Decades before Hillary Clinton chaired a health care task force and Nancy Reagan urged new drug enforcement laws, Lady Bird Johnson declared war on neon lights. Specifically, she fought for the Highway Beautification Act of 1965, lamenting what she called “endless corridors walled in by neon, junk, and ruined landscape.”
Today, neon signs may not seem like a first-lady-worthy
scourge. After all, every city-dwelling North American can probably
think of a beloved neon landmark, from Boston’s CITGO sign (which was
replaced by LED lights in 2005) to the smiling pink pachyderm
advertising Seattle’s Elephant Car Wash. At the time, though, Lady Bird
Johnson was not alone in her views: Even before their exuberant heyday
in the 1920s and ’30s came to an end, neon lights had become, for some,
“emblematic of the decline of Western civilization,” observes Christoph
Ribbat.
Ribbat is a professor of American studies at Germany’s
University of Paderborn, and his writing is larded with irrelevant
detail—“A long-term study shows that 75 per cent of successful country
songs between 1960 and 1987 were love songs”—and sometimes baffling.
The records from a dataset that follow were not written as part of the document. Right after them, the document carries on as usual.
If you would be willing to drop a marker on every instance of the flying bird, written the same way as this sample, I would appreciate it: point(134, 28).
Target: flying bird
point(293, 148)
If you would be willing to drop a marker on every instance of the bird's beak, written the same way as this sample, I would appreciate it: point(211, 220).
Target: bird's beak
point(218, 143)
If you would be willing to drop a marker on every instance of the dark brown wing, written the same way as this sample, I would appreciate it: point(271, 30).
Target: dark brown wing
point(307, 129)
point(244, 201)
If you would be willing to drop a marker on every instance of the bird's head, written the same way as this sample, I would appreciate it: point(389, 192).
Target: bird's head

On
the other hand, he’s done a prodigious amount of research. Flickering Light
details the history of neon as a medium for advertising and art,
beginning with the British chemist William Ramsay’s discovery of the
noble gas in 1898. Twelve years later, a French engineer, Georges
Claude, demonstrated the first neon lights, made with electrified glass
tubes. Read more...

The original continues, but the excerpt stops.